A week ago or a month ago I would have said that all I wanted from this friendship was closure, one last encounter so I could put the whole thing behind me. I guess I got that, but now I just feel shell-shocked.
3 Comments:
"People think a soul mate is your perfect fit, and that's what everyone wants. But a true soul mate is a mirror, the person who shows you everything that's holding you back, the person who brings you to your own attention so you can change your life. A true soul mate is probably the most important person you'll ever meet, because they tear down your walls and smack you awake. But to live with a soul mate forever? Nah. Too painful. Soul mates, they come into your life just to reveal antoher layer of yourself to you, and then they leave. And thank God for it. Your problem is, you just can't let this one go."
I read that yesterday, and I almost fell out of my chair. I wanted to turn to the stranger next to me and say, "Oh my god, that's totally it!" but they wouldn't have understood. I have been feeling pretty low lately about my friendship with Sean, and I thought given your situation I'd pass along the sentiment. I think it's something that I already knew, but just needed to be reminded of. Or maybe I needed someone to say that it's ok to lose people. Either way, I found it comforting.
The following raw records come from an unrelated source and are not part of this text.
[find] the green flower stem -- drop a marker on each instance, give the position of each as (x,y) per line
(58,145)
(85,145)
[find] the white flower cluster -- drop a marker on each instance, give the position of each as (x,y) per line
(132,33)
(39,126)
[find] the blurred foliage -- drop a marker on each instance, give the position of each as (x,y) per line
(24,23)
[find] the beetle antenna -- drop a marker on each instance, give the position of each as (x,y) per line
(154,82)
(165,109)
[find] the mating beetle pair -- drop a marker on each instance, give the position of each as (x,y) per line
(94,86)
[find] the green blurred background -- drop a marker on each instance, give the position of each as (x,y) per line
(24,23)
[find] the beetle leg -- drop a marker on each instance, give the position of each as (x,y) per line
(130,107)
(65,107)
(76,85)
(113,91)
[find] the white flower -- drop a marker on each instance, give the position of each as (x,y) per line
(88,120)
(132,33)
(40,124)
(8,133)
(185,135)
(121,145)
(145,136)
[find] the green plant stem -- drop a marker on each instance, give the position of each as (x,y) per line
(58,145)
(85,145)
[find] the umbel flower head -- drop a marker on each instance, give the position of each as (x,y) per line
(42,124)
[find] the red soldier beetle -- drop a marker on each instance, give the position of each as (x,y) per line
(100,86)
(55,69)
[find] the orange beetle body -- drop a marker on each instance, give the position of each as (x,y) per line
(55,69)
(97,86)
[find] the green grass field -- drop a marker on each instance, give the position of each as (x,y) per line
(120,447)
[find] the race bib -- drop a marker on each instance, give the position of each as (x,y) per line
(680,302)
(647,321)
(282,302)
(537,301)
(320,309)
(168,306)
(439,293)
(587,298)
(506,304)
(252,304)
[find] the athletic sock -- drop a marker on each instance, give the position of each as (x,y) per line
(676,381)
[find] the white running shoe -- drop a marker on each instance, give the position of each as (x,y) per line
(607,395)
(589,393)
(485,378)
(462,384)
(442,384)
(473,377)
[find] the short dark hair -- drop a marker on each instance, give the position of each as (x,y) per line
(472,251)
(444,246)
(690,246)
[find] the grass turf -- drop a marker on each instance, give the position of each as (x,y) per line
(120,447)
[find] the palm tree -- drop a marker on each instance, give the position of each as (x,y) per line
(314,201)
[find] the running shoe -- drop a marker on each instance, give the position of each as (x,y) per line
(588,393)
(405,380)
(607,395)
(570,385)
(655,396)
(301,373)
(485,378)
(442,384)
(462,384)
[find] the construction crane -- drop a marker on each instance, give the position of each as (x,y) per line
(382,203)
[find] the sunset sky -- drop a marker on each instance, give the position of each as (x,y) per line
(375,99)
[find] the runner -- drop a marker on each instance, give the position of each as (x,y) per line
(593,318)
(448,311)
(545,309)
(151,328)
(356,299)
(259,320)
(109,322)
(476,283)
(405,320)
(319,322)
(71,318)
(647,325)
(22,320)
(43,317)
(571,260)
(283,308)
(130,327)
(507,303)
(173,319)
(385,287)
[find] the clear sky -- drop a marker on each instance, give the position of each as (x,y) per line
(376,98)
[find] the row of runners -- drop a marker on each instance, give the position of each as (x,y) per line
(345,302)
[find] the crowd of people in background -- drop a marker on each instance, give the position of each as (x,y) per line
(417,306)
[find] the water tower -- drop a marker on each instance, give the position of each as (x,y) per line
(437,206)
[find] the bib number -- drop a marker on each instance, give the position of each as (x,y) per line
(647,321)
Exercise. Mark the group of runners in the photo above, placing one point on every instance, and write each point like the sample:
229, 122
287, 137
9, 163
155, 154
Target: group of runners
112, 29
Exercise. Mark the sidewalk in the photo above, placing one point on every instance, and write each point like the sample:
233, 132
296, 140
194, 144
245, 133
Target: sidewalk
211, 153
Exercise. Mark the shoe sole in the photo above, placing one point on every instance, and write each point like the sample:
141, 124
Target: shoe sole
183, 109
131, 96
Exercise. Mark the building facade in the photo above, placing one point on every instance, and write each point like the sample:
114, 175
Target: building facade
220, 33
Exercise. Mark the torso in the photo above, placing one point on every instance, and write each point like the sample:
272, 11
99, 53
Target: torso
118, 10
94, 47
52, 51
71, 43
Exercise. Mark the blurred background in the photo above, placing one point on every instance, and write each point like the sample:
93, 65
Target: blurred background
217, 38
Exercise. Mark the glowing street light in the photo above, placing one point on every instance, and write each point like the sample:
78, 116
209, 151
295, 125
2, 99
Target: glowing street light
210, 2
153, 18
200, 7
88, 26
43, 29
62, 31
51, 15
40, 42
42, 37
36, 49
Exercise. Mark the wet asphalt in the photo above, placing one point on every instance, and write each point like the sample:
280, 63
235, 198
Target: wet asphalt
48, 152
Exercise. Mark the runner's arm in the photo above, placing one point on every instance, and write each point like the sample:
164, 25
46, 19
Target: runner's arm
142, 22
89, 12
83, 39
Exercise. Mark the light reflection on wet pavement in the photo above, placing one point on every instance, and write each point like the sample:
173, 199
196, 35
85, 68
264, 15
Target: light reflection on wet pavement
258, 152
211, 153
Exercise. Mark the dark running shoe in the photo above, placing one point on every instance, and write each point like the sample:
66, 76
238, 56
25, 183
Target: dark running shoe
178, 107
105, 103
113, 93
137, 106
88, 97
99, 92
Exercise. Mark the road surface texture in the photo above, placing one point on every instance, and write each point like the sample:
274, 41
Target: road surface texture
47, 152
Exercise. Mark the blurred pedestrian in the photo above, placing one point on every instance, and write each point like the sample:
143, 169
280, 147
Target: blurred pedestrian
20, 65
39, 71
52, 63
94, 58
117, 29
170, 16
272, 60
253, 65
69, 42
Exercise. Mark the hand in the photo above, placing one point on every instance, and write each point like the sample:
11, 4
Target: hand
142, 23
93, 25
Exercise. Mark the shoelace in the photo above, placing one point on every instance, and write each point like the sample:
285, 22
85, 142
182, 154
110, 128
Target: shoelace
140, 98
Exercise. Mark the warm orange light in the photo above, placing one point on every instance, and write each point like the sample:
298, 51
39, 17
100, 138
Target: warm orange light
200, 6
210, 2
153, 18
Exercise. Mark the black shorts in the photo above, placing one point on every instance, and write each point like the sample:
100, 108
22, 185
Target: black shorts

Wow--where did you find that? I think it sums things up pretty perfectly. I stand by my assessment of my former therapist as insane, but one time when I was obsessing about this she asked me something along the lines of whether I missed her or the person I was when I was with her. And I think it's always been both.
It was from Eat, Pray, Love. I'm finding a lot to connect with in that book. It's been comforting in many ways.